Google self-driving car team

Later, the story changed. Google was said to only be testing a carpool service for employees, an app that ”isn’t associated with the company’s driverless car program.”

Are these moves by the titans of transportation technology a coincidence? Unlikely.

Google, like Uber, is building toward an ambitious future: efficient cities served by universal broadband with on-demand driverless cars and delivery networks. To make the vision work at scale, a successful driverless car is only part of the solution. It will need to be combined with an algorithmic ride dispatch platform and, ultimately, with a ubiquitous social network like Facebook.

Driver Demand Heat Map

A service like this — DriveNet — will lead to fundamental changes in our society: the end of individual car ownership, enabled by a hyper-intelligent algorithm that predicts and provides for our daily transportation needs.

The Driverless Car

The autonomous driverless car is wondrous. And inspiring. Which is why Google has taken it on. When perfected — and it has a long way to go — it will make millions more productive, letting them work safely during their commute. It will also greatly reduce highway fatalities by letting tired, drunk or inexperienced drivers sit back and give up the wheel.

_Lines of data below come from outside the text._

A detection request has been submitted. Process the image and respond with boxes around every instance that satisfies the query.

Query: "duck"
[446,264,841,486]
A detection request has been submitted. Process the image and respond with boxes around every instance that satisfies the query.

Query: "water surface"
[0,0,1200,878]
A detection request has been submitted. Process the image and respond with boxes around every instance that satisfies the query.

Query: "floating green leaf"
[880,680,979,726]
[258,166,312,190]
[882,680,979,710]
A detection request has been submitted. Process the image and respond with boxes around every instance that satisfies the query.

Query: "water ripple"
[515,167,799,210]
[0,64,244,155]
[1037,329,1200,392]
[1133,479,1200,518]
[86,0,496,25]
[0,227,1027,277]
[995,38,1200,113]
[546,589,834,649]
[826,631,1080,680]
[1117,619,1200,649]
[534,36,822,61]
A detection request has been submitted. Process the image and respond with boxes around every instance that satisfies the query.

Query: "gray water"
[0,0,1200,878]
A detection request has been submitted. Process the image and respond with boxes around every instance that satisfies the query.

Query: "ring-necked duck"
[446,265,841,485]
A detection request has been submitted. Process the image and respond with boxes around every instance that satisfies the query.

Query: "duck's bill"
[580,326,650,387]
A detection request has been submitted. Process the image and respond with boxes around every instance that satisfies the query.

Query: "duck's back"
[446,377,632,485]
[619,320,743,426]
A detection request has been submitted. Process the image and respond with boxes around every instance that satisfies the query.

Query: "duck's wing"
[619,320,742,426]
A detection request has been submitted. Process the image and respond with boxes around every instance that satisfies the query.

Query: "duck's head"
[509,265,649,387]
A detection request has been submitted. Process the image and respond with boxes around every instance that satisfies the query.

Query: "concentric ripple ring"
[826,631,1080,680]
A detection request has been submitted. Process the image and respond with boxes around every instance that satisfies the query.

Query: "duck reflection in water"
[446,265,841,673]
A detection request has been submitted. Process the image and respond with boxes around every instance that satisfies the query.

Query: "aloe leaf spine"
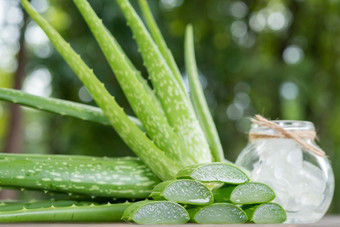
[0,88,145,131]
[184,25,224,162]
[117,0,212,166]
[74,0,185,167]
[21,0,176,180]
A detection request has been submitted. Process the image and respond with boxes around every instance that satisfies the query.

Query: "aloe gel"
[242,203,287,224]
[213,182,275,204]
[150,180,214,205]
[122,201,190,225]
[188,203,248,224]
[176,162,249,184]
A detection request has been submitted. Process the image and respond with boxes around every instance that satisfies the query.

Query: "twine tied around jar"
[249,115,325,157]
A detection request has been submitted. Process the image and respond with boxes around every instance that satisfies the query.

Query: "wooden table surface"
[1,216,340,227]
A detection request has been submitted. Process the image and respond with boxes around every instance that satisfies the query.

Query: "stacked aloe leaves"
[0,0,286,224]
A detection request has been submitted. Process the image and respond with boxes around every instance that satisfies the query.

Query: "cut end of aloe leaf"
[230,182,275,204]
[245,203,287,224]
[188,203,248,224]
[150,180,214,205]
[122,201,190,225]
[177,162,249,184]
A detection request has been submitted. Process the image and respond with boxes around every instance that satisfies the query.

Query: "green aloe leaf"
[21,0,178,180]
[242,203,287,224]
[184,25,224,162]
[122,201,190,225]
[0,200,91,213]
[150,180,214,205]
[213,182,275,204]
[138,0,186,93]
[0,153,160,199]
[188,203,248,224]
[0,203,130,222]
[176,162,249,184]
[0,88,144,131]
[117,0,212,165]
[74,0,186,167]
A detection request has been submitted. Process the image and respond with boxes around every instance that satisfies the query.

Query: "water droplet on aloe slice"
[177,162,249,184]
[122,201,190,225]
[150,180,214,205]
[188,203,248,224]
[242,203,287,224]
[213,182,275,204]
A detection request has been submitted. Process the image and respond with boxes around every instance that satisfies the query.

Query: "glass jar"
[235,121,334,223]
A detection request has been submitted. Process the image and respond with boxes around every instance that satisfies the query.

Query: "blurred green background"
[0,0,340,213]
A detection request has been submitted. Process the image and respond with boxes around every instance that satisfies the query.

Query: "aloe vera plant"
[0,154,159,199]
[0,0,284,224]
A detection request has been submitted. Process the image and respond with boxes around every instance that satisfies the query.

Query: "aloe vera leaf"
[0,200,91,213]
[74,0,186,163]
[0,88,145,131]
[21,0,179,180]
[213,182,275,204]
[0,203,130,222]
[138,0,186,93]
[184,25,224,162]
[176,162,249,184]
[187,203,248,224]
[150,180,214,205]
[242,203,287,224]
[0,153,159,199]
[122,200,190,225]
[117,0,212,166]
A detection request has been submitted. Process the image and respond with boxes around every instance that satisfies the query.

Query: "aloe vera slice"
[242,203,287,224]
[188,203,248,224]
[122,201,190,225]
[150,180,214,205]
[0,203,130,222]
[213,182,275,204]
[176,162,249,184]
[0,88,145,131]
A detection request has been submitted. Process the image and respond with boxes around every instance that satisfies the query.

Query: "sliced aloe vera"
[213,182,275,204]
[242,203,287,224]
[188,203,248,224]
[122,201,190,225]
[177,162,249,184]
[150,180,214,205]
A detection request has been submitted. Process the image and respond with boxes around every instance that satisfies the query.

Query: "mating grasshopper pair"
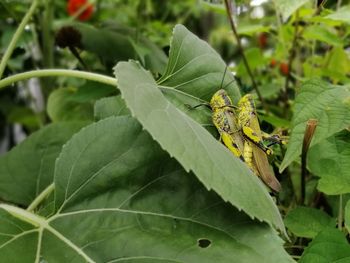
[210,89,281,192]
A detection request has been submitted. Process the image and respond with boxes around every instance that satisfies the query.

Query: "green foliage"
[308,130,350,195]
[280,80,350,171]
[115,59,284,231]
[345,201,350,232]
[157,25,240,102]
[0,122,86,206]
[273,0,311,20]
[0,0,350,263]
[0,116,291,262]
[299,228,350,263]
[47,88,93,122]
[284,206,335,238]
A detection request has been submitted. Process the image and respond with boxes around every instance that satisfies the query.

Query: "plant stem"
[0,0,39,79]
[338,194,343,231]
[0,69,117,90]
[27,183,55,212]
[300,119,317,205]
[283,11,299,112]
[225,0,267,111]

The Google car today can handle well-mapped areas

But how will these driverless cars fit into our lives? Will they be purchased by individuals, to be parked in their driveways to serve their specific needs, just as cars are today? Probably not. Early movies looked a lot like the stage plays that preceded them. And early TV programs sounded a lot like radio. Its often hard for us to make the leap of imagination, so we keep thinking of the new thing as just the old thing, improved.

The endgame: the end of individual car ownership, enabled by a hyper-intelligent algorithm that predicts and provides for our daily transportation needs.

But if we do make that leap, its likely that our driverless cars will not be parked in driveways but be available in a whole new way — shared via an on-demand service.

Google is already thinking along those lines. Chris Urmson, the head of Google’s Driverless Car program, shared:

“We’re thinking a lot about how .. this might become useful in people’s lives. One is in the direction of the shared vehicle. The technology would be such that you can call up the vehicle and tell it where to go and then have it take you there.”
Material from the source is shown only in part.